Share deal prompts minor rebellion
The key vote to effectively sign off on the in-principle deal with New Zealand Rugby passed with 99.9 per cent support, and the equity component of Sky Rugby Pass acquisition also received a strong endorsement with 98.4 per cent voting in favour.
But, notably, a chunky 25.6 per cent of shareholders voted against a resolution to issue chief executive Martin Stewart with 800,000 share rights under a salary scheme.
Investors were not told the cost of the NZ Rugby deal, beyond that it exceeded 50 per cent of Sky’s market cap, although Stewart said it was “materially more” than the previous five-year contract for All Blacks, Super Rugby and Mitre 10 Cup games. The Herald understands it increased by around $10 million per year to a total $400m.
Stewart reiterated his line that the provision to give NZ Rugby a 5 per cent shareholding in Sky was revolutionary.

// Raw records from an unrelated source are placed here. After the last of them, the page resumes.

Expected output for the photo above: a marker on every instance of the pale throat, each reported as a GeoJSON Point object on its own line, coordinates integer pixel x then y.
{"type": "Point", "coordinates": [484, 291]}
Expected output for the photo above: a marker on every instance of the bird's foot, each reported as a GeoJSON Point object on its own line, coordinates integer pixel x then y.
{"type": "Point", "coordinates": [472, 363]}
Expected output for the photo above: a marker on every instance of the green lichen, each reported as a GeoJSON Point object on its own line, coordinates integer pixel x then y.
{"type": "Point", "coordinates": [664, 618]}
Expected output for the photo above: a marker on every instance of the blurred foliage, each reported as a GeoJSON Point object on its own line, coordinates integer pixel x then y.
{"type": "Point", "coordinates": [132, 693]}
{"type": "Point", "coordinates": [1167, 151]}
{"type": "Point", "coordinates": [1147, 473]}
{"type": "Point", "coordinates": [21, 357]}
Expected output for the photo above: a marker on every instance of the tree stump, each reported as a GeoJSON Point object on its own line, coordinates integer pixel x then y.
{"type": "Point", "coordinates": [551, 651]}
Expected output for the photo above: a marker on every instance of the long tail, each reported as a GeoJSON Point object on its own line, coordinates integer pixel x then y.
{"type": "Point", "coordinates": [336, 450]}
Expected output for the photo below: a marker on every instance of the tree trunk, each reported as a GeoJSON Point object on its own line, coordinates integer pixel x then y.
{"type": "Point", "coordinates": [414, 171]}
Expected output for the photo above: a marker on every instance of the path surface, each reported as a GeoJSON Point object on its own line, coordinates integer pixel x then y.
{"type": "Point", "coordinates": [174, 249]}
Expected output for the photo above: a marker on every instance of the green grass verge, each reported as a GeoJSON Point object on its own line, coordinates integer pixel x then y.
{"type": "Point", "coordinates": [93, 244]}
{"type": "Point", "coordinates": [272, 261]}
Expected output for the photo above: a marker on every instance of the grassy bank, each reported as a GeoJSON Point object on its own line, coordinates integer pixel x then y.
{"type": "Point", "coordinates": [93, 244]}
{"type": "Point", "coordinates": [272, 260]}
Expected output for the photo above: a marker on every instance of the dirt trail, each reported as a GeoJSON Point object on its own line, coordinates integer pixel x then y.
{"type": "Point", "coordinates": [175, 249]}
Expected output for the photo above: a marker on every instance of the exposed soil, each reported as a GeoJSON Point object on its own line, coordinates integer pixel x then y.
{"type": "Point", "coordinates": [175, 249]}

New chairman Philip Bowman (exSky UK) said that with new competitive threats, the rise of streaming and increasing content costs, for the foreseeable future profits needed to be “reinvested to reposition the company”.
“Over the past few years, there’s been relentless attrition of subscribers. We need to change the way this business operates,” he said.
Sky shares, which dropped closed to 20 per cent to an all-time-low of 87c last week as Spark stole domestic cricket, then made up most of the ground on news of the Sanzaar deal, closed flat at $1.07. The stock is down 51.36 per cent for the year.